Having now seen the whole first season of Rome (delivered by Mercury Couriers, delivery service to the gods) I can still heartily recommend the show. Even if your wife isn’t obsessed with ancient Rome.

The series is an odd creation: at times high brow, at times sleazy and voyeuristic, but mostly just human. Having edited the first three episodes into two, creating an impression of breakneck pace and non-stop sex, the BBC have reverted to the HBO episodes for the remainder of the season. Which is not to say that the impression left by their hatchet job is misleading… but it does perhaps overbalance the show towards its more sensationalist tendencies and away from the human drama at its core.
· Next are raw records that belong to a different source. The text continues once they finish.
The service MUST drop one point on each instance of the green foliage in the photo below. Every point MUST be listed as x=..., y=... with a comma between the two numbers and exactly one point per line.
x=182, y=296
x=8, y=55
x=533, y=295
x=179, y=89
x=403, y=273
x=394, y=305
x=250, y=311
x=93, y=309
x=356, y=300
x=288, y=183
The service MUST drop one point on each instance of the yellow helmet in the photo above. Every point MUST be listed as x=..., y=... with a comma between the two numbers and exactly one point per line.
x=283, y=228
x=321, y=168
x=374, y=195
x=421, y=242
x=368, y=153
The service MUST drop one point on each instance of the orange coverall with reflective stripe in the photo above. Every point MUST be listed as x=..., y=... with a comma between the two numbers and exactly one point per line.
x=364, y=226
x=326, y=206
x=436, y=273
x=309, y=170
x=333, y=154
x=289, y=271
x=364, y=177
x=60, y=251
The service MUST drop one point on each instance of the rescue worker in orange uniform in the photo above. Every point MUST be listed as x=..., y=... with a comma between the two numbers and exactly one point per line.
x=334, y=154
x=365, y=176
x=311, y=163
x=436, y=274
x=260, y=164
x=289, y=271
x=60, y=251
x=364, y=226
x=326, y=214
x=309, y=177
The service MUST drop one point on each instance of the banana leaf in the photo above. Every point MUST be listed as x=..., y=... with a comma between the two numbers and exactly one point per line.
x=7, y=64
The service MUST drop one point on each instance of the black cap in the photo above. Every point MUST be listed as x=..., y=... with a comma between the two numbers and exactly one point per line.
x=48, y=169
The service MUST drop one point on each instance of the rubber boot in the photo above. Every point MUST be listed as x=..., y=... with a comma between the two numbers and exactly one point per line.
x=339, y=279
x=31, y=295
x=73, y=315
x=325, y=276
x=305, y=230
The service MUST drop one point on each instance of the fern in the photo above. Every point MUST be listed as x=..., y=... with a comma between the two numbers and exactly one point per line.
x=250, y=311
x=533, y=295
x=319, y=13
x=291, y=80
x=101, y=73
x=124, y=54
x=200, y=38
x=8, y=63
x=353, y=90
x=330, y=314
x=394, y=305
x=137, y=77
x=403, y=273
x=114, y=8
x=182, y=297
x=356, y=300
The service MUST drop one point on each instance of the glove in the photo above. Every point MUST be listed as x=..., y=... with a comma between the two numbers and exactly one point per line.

Over the course of the season the main characters, both famous and obscure, grow into rounded individuals to a point where you care what happens to them; screen time remains split evenly between Vorenus and Pullo’s world and Caesar’s, with their stories intersecting in unusual (and, let’s face it, unlikely) ways. Indeed, Vorenus and Pullo’s lives appear to be expressly designed to explore as many aspects of Roman life as possible, a burden which the characters successfully transcend.

I can’t speak for the show’s historical accuracy, which does appear to meander quite alarmingly in the middle of the season, but the bare bones of the story are true to what little I know of the time. Perhaps more importantly the series thrives on the little nuances of daily life in ancient Rome: formality; brutality; status-consciousness; habitual evocation of the gods. In this context cruelty and tenderness are often equally startling.

The first several episodes and the finale are penned by co-creator Bruno Heller, and there’s a qualitative difference in his episodes from the rest of the season, both in the richness of the world-building and in his relative restraint. Between his contributions there are some mid-season doldrums, but the final two episodes in particular are among the best drama I’ve seen in quite a while, rivalling the end of Deadwood’s first season for ability to rip compelling emotion from historical fact.

As in Deadwood, the characters are often noble in spite of themselves, or horrid against their nobler instincts. Ultimately it’s in those moments that the series manages to rise above tawdry soap-opera and become a little nobler itself.